França e Estados Unidos articulavam ontem a realização de uma reunião telefônica na quarta-feira com o intuito de verificar se há necessidade de o G-20 dar uma resposta à alta de preços dos alimentos provocada pela pior seca nos últimos 50 anos nos EUA. A ideia é convocar o primeiro encontro do Foro de Reação Rápida – instância criada em 2011 para oferecer uma contrapartida em caso de forte tensão nos mercados e prevenir uma crise alimentar mundial – entre o fim de setembro e o começo de outubro, em Roma.
O Valor apurou que o plano é evitar, de um lado, que países produtores de commodities agrícolas restrinjam as exportações e, de outro, que importadores se apressem em acumular enormes estoques de cereais. Nos dois casos haveria uma explosão de preços com capacidade de deflagrar uma nova crise alimentar mundial.
No entanto, as reações entre diferentes negociadores foram variadas. Alguns deles avaliaram que a convocação do foro poderia gerar mais pânico no mercado, levando-se em consideração que os EUA vão perder um sexto de sua colheita de milho e o prejuízo já provocou alta de 23% nos preços do grão desde julho.
A própria Agência das Nações Unidas para a Agricultura e Alimentação (FAO) insiste que a situação atual é bem diferente da crise de 2007-2008. Vários fatores influenciam a visão da agência: os estoques de trigo permanecem elevados, os preços do arroz (principal commodity na Ásia) estão estáveis e vários produtos não negociados em bolsa apresentam boas colheitas, como o feijão e a mandioca.
Contudo, o ministro da Agricultura da França, Stéphane Le Foll, observou que o relatório do Departamento de Agricultura americano (USDA) divulgado na semana passada confirma a degradação das perspectivas das colheitas de milho e soja nos EUA. A avaliação de Le Foll fez com que certos negociadores indagassem se a França teria algum benefício político em convocar a reunião para uma situação que na prática, segundo eles, ainda não exige tal posição.
Mas para outra parcela de negociadores, uma resposta conjunta do G-20 é vista como positiva, pois faz com que os países se comprometam a evitar os erros cometidos em 2007 e 2008. Na ocasião, a crise alimentar foi impulsionada pela decisão de vários países restringirem as exportações, inclusive a própria Índia, que é uma importadora agrícola.
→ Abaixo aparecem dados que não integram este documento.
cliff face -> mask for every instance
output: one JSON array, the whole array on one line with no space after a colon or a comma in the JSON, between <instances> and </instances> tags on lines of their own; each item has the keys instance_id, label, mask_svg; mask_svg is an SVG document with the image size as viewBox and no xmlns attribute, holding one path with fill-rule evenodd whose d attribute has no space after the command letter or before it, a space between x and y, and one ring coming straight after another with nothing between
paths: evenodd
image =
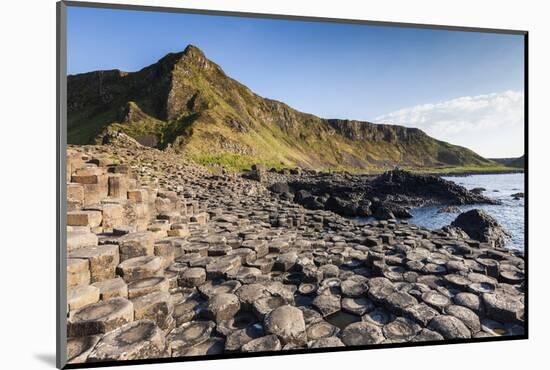
<instances>
[{"instance_id":1,"label":"cliff face","mask_svg":"<svg viewBox=\"0 0 550 370\"><path fill-rule=\"evenodd\" d=\"M71 144L125 132L143 144L203 163L369 169L483 166L474 152L419 129L322 119L256 95L188 46L138 72L68 78Z\"/></svg>"}]
</instances>

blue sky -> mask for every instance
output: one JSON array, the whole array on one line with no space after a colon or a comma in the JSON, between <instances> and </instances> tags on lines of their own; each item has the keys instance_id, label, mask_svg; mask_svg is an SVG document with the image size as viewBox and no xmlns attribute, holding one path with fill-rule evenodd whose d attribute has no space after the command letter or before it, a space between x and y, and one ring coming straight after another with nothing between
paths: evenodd
<instances>
[{"instance_id":1,"label":"blue sky","mask_svg":"<svg viewBox=\"0 0 550 370\"><path fill-rule=\"evenodd\" d=\"M136 71L187 44L256 93L301 111L391 119L486 156L523 153L522 36L69 7L70 74ZM505 138L502 124L487 122L502 120L495 111L515 115ZM461 132L442 129L464 112ZM489 147L475 142L492 133Z\"/></svg>"}]
</instances>

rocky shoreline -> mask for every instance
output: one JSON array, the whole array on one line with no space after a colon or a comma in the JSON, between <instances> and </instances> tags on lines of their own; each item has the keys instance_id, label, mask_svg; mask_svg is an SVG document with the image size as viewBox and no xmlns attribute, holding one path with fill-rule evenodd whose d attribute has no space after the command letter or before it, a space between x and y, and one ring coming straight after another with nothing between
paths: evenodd
<instances>
[{"instance_id":1,"label":"rocky shoreline","mask_svg":"<svg viewBox=\"0 0 550 370\"><path fill-rule=\"evenodd\" d=\"M410 181L451 190L438 201L481 195L405 173L212 174L124 137L71 146L67 162L70 363L524 332L523 254L495 225L475 240L396 218L430 201L396 192ZM338 214L354 202L384 217Z\"/></svg>"}]
</instances>

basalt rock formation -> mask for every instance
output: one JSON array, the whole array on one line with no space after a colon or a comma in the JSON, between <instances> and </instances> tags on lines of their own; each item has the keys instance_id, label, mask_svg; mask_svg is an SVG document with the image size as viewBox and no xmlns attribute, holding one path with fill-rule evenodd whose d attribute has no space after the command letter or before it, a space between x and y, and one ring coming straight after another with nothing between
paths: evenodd
<instances>
[{"instance_id":1,"label":"basalt rock formation","mask_svg":"<svg viewBox=\"0 0 550 370\"><path fill-rule=\"evenodd\" d=\"M462 229L472 239L503 247L510 234L493 217L481 209L461 213L451 224Z\"/></svg>"},{"instance_id":2,"label":"basalt rock formation","mask_svg":"<svg viewBox=\"0 0 550 370\"><path fill-rule=\"evenodd\" d=\"M494 165L419 129L322 119L263 98L191 45L137 72L69 76L67 100L72 144L124 132L150 147L237 169Z\"/></svg>"},{"instance_id":3,"label":"basalt rock formation","mask_svg":"<svg viewBox=\"0 0 550 370\"><path fill-rule=\"evenodd\" d=\"M346 217L373 216L380 220L410 218L410 207L425 205L497 204L480 193L471 192L438 176L403 170L380 176L327 174L313 171L250 171L260 173L269 189L284 199L308 209L325 209Z\"/></svg>"},{"instance_id":4,"label":"basalt rock formation","mask_svg":"<svg viewBox=\"0 0 550 370\"><path fill-rule=\"evenodd\" d=\"M68 150L71 363L524 333L519 251L109 142Z\"/></svg>"}]
</instances>

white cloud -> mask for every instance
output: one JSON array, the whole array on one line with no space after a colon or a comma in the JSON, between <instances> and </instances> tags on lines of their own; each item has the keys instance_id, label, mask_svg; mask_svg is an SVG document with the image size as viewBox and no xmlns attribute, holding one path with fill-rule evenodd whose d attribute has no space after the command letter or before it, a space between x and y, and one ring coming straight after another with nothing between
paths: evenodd
<instances>
[{"instance_id":1,"label":"white cloud","mask_svg":"<svg viewBox=\"0 0 550 370\"><path fill-rule=\"evenodd\" d=\"M504 91L403 108L374 122L417 127L485 157L513 157L524 150L523 107L523 92Z\"/></svg>"}]
</instances>

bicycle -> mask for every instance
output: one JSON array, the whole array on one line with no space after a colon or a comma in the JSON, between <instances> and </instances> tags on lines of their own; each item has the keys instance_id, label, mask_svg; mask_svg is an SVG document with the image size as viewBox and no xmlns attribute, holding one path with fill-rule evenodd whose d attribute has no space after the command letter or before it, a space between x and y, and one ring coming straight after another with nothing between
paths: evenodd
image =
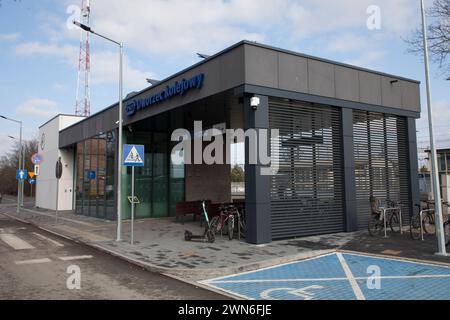
<instances>
[{"instance_id":1,"label":"bicycle","mask_svg":"<svg viewBox=\"0 0 450 320\"><path fill-rule=\"evenodd\" d=\"M228 239L233 240L235 228L235 212L236 207L233 205L220 205L219 215L211 219L211 229L215 233L222 233L224 227L227 227Z\"/></svg>"},{"instance_id":2,"label":"bicycle","mask_svg":"<svg viewBox=\"0 0 450 320\"><path fill-rule=\"evenodd\" d=\"M444 222L444 236L445 236L445 246L450 246L450 216L448 216L447 221Z\"/></svg>"},{"instance_id":3,"label":"bicycle","mask_svg":"<svg viewBox=\"0 0 450 320\"><path fill-rule=\"evenodd\" d=\"M239 239L240 237L245 238L245 232L247 229L245 220L245 205L236 205L236 218L238 223L236 224L236 229L238 229Z\"/></svg>"},{"instance_id":4,"label":"bicycle","mask_svg":"<svg viewBox=\"0 0 450 320\"><path fill-rule=\"evenodd\" d=\"M368 223L369 234L373 237L383 234L386 227L389 226L392 232L398 233L401 230L400 226L400 214L401 214L401 202L395 202L391 200L386 201L386 208L380 208L380 202L376 198L371 199L372 218ZM386 223L385 223L386 219Z\"/></svg>"},{"instance_id":5,"label":"bicycle","mask_svg":"<svg viewBox=\"0 0 450 320\"><path fill-rule=\"evenodd\" d=\"M435 231L434 222L434 202L423 201L426 206L422 204L415 204L419 209L418 213L415 213L410 220L410 234L413 240L423 239L423 234L432 234ZM444 202L443 202L444 204Z\"/></svg>"}]
</instances>

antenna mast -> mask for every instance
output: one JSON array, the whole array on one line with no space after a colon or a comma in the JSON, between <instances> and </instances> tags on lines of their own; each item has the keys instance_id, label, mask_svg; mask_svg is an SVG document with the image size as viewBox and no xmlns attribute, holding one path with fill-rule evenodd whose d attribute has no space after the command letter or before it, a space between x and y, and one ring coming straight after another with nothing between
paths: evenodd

Outra consequência foi a corrida dos importadores para reforçar enormemente os estoques.
A atuação de China e Tailândia no mercado de arroz foi responsável pelo aumento de 30% nos preços do cereal. Em 2010, a Rússia impôs embargo total a suas exportações de trigo após uma severa estiagem, o que ajudou para a explosão dos preços no mercado internacional. A Argentina impõe taxas sobre suas exportações que também restringem o comércio.
Para a FAO, portanto, a resposta deveria começar pelo engajamento dos países na manutenção dos níveis de exportações e não pela adoção de medidas políticas unilaterais. José Graziano da Silva, diretor-geral da FAO, também propôs que os EUA suspendam temporariamente seu mandato de produção de etanol. A ideia é que a obrigatoriedade da mistura de 10% do bicombustível na gasolina diminua para cerca de 8% até que os efeitos da seca estejam distantes.
Para Conception Calpe, especialista em preços agrícolas da FAO, os países africanos, no cenário atual, podem ser os mais atingidos, mesmo que tenham investido em agricultura desde a crise de 2007. Já os produtores latino-americanos levam vantagem com essa situação e podem se beneficiar dos altos preços se não restringirem as exportações, medida que parece fora do radar nos países da região.